Post apocalyptic awesomeness: Mad Michael Beyond Thunderdome! The future is bleak: 2/3 of us must die, plants must be genetically upgraded, total economic collapse is imminent and our only hope is a lone researcher tinkering around in his lab with the key to solve it all: an upgraded inedible corn plant!
But until then, corporations are awesome and its the hippies that are out to lunch. Uh huh.
Lay off the bong before you post next time, please.
What an ego! A whole 9 years of studying the food movement!
At least noone occupying the gill tract thinks that their tiny contribution to localized urban agriculture will cure hunger (not even locally). Contrast this with the hubris of Freeling, who is convinced that HIS tiny contributions to science are the lynchpin for our hopes of feeding EVERYONE in the world.
To his credit, Damon Lisch – like most good scientists, and unlike Freeling – is a lot more humble and realistic about the size and scope of his scientific contributions. Lisch is concerned with feeding his family. Ask him what he actually thinks about his research and the goals of the occupiers and he will tell you a very different story than Freeling.
maybe you don’t understand Dr. Lisch’s perspective as well as you think you do…http://www.dailycal.org/2012/05/02/gill-tract-occupation-impedes-agricultural-research/
> What an ego! A whole 9 years of studying the food movement!
Given that you come in here like a f*cking pompous ass, and crap all over someone who has contributed far more to society than you EVER will in your misdirected lifetime, you’re the LAST one who has any grounds to bring others to tasks for their egos.

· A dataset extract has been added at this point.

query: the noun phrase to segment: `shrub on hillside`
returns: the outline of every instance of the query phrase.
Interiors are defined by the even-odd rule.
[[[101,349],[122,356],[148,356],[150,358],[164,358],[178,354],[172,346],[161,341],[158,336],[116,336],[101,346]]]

I just read the op/ed article from the sophomore who never planted anything until the occupation of the Gill tract as she gives us her take on farming. Who has a larger ego about the food movement, the professor with nine years of research or the occupiers with no experience?
Except there’s enough corn already, to feed the whole world. Not sure why this guy thinks making more of it will help. Another “common sense” appeal from a scientist who possesses little of it.
“Because of basic research, we are learning how plants work. In my opinion, crops will either be genetically upgraded or they will fail to produce in our hotter, drier, degraded future (with economic collapse possible). Basic research is — or was — going on at the university’s Gill Tract….”
Really? I believe the objective here is to better understand plants genetics as a whole and these researchers are choosing to use corn as an exploratory medium. Please try reading before it is necessary to put your foot in your mouth.
The professor was pointing out that the occupy people who said corn was bad are incorrect. In a world with limited resources, corn is a food source that is more beneficial than many planted in the occupy farm.
> “Much of the “food movement” is about well-off people needing something. What?”
The need to feel relevant and morally superior to the rest of the unwashed masses, to be blunt.
I disagree on several points, but still, a far more level-headed, balanced article than most of the drivel posted on this subject.